Imagine it is 2025 – How’s Your Customer Experience?
What will customers expect and encounter when they interact with you and your business in 2025?
I know that the question is asking about a distant horizon line, but it wasn’t long ago that 2020 seemed like it was forever away.
As a consultant to Fortune 500 companies, I have had the privilege of asking these types of questions to leaders who understand that they can’t wait for the future to unfold – they must create it. In my recent book about Airbnb (The Airbnb Way), I highlight how in 2007 the company’s founders went from trying to make rent for their San Francisco apartment to ultimately create a company that is valued at somewhere around 38 billion dollars today. Those founders never sought to be a travel industry disruptor, they simply focused on trends and unmet customer needs.
To appreciate the importance of stepping into the likely future perspective of your key customers, let’s take a moment to revisit Martec’s law.
As you likely know, Martec’s law can be depicted as follows:
These days much of consumer change is fueled by technological breakthroughs and innovative service standards (think iPhone or Amazon’s “just walk out technology”). If a company fails to consider behavior trends, customer technology adoption, emerging technology trends, and other social advancements, the business can improve a customer experience that quickly becomes irrelevant.

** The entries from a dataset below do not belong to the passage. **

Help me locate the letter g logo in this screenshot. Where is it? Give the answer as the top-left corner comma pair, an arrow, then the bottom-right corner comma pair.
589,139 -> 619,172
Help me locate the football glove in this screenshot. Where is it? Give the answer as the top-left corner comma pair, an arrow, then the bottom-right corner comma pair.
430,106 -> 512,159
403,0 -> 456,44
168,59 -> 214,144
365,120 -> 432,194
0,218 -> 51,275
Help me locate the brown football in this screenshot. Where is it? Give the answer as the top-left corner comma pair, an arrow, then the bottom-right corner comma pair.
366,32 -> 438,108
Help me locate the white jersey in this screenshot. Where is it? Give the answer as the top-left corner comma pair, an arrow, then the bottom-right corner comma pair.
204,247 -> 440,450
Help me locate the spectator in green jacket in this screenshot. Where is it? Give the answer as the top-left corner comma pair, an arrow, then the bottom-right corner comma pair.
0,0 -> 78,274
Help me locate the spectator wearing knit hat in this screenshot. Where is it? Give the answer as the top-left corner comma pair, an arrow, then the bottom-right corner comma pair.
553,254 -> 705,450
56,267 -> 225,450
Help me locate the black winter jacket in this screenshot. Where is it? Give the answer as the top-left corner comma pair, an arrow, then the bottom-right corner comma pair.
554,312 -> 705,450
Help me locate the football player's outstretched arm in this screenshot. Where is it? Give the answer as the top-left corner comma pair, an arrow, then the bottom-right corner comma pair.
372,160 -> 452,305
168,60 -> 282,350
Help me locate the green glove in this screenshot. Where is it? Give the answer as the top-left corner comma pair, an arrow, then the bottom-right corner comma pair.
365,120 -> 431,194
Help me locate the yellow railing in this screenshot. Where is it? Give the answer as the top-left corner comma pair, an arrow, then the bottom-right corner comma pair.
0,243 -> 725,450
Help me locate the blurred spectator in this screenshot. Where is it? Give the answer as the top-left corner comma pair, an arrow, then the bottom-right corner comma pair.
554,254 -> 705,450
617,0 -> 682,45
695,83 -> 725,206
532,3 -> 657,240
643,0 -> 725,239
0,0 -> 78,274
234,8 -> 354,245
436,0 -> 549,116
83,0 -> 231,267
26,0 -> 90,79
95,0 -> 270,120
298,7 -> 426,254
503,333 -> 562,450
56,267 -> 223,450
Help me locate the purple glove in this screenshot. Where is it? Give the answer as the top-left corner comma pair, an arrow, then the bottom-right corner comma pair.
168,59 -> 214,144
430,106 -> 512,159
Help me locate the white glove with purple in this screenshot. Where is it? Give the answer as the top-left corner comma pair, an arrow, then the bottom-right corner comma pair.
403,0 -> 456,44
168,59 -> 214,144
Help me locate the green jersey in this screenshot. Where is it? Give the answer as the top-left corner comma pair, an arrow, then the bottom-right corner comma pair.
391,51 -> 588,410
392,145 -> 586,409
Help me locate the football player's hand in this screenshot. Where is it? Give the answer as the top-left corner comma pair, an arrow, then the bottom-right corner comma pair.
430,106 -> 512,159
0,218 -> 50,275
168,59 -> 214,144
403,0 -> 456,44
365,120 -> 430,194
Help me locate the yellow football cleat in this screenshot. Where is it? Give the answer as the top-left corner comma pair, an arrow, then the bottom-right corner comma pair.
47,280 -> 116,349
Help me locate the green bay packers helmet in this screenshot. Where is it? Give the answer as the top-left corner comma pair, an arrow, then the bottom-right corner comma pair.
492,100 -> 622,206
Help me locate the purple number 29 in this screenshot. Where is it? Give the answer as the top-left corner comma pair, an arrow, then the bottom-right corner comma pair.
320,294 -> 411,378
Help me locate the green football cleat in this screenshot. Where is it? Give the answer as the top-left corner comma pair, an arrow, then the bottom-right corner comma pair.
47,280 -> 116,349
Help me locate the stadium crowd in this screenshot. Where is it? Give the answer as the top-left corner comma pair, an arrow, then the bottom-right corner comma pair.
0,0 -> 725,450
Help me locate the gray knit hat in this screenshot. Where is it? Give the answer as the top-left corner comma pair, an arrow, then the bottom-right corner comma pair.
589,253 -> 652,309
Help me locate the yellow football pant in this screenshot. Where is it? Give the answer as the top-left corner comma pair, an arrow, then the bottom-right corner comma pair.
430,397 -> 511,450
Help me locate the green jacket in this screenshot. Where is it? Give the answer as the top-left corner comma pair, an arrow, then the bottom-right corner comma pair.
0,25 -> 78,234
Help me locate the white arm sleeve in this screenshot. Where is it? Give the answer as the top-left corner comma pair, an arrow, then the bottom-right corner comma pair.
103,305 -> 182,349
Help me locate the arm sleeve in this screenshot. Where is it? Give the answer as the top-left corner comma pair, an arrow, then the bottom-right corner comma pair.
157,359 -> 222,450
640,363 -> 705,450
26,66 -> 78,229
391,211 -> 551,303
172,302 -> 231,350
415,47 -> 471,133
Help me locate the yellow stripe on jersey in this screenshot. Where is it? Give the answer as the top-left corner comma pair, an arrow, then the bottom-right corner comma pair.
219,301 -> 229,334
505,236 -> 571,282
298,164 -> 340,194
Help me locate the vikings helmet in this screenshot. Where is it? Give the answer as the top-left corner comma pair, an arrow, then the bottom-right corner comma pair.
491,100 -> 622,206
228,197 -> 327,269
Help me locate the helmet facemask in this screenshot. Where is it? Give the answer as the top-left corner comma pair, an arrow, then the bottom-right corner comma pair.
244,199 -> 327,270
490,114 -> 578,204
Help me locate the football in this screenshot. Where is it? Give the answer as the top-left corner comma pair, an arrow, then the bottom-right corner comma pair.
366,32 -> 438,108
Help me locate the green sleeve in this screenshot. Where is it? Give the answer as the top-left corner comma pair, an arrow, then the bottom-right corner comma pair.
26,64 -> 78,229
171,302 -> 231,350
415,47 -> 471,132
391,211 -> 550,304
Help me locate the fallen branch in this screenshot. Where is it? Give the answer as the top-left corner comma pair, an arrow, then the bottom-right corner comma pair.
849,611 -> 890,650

When conducting optimal future journey mapping, my team and I often start by collecting consumer trend data (across industries and specific to a sector), establish a future point in time (for example 2025), and incorporate insights specific to the target segment being considered. We saturate cross-functional teams with this customer knowledge and ask them to assume the psychographics and demographics of their core personas.

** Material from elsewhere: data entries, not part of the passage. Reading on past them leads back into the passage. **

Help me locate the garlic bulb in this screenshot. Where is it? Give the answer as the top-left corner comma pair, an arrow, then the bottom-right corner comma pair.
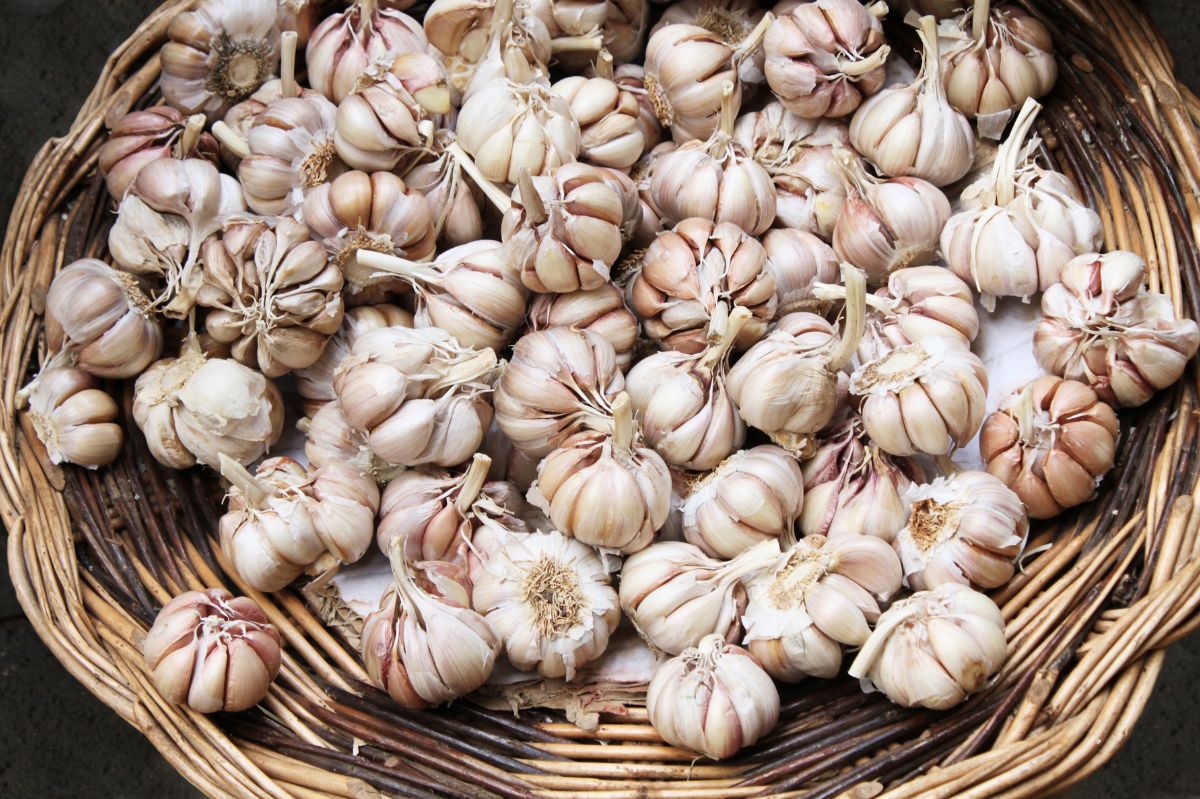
220,456 -> 379,591
1033,251 -> 1200,408
305,0 -> 428,103
850,583 -> 1008,710
158,0 -> 280,118
362,547 -> 500,709
472,531 -> 620,680
628,305 -> 750,470
850,336 -> 988,455
493,328 -> 625,457
646,636 -> 779,759
528,283 -> 637,371
850,17 -> 976,186
629,220 -> 779,354
18,365 -> 125,469
295,304 -> 413,416
728,265 -> 866,451
97,106 -> 218,202
762,0 -> 892,118
197,217 -> 342,377
108,158 -> 246,319
334,53 -> 450,172
620,539 -> 779,655
304,172 -> 437,302
650,82 -> 775,235
833,151 -> 950,287
979,374 -> 1120,518
893,471 -> 1030,590
680,444 -> 804,558
942,100 -> 1103,308
46,258 -> 162,378
334,328 -> 497,467
142,588 -> 283,713
456,79 -> 582,184
937,0 -> 1058,131
743,527 -> 901,683
762,228 -> 840,318
133,337 -> 283,469
529,394 -> 671,554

We then walk these cross-functional teams through the likely desired future state experiences of each persona group (breaking the bounds of existing processes and offerings). We restrict participants to using “I statements” and speak in the voice of the core customer of the future.

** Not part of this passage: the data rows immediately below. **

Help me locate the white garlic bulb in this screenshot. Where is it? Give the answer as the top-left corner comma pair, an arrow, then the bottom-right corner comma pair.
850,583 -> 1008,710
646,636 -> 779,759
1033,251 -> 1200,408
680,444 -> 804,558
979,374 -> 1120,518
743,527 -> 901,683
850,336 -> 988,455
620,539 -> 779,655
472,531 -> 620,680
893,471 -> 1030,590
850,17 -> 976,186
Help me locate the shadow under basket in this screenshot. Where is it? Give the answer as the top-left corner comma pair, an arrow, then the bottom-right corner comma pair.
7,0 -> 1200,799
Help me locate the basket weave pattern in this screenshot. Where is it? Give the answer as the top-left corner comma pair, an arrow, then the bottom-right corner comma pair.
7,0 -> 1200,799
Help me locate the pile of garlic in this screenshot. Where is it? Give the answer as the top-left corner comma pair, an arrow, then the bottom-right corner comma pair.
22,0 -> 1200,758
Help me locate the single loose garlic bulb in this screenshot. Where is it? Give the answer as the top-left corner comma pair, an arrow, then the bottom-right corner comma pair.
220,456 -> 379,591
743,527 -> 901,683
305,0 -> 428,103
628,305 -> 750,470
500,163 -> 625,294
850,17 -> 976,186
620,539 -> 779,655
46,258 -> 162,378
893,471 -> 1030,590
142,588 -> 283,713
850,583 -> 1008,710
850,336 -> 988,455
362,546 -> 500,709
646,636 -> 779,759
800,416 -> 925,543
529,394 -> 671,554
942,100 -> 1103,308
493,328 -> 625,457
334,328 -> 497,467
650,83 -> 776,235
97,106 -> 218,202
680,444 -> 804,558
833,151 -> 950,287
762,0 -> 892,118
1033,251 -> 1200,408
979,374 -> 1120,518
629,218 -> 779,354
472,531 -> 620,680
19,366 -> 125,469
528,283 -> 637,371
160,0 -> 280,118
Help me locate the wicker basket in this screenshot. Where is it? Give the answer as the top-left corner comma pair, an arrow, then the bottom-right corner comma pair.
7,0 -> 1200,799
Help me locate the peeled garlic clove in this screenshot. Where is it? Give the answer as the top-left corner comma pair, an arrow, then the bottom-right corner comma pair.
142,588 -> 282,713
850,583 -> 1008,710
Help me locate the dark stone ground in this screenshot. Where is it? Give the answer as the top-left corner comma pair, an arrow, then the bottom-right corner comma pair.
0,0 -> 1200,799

Enough about the process, let’s talk about the actual benefits of optimal customer journey visioning. Starbucks (a company with whom I’ve worked and about whom I’ve written two books – The Starbucks Experience, and Leading the Starbucks Way) has done its share of optimal customer journey mapping and in 2019 announced they were expanding on test and learns conducted in 20 U.S. cities with Uber Eats. Here’s that announcement:
“By partnering with Uber Eats, Starbucks is leveraging the expertise of the largest global delivery service outside of China while extending the potential customer base beyond those who currently include Starbucks as part of their morning or afternoon routines. Through the agreement, the companies will collaborate on innovation and technology integration. Starbucks and Uber Eats will continue to focus on delivery packaging, in-store operations, and a quick order-to-door delivery window.”
Ultimately, Starbucks is positioning itself for a long-term future where its core customer base won’t enter the doors of a Starbucks store. Can you imagine that world?
More important, what are you imagining about the optimal future state of your core customer segments?
Harvard Professor and guru on change management John Kotter observes “the rate of change is not going to slow down anytime soon. If anything, competition in most industries will probably speed up even more in the next few decades.”
With that vision, we will need to anticipate customer wants, needs, lifestyles and desires. We can’t wait to react. If we do, we will perish instead of soar.
To what heights will you soar in 2025?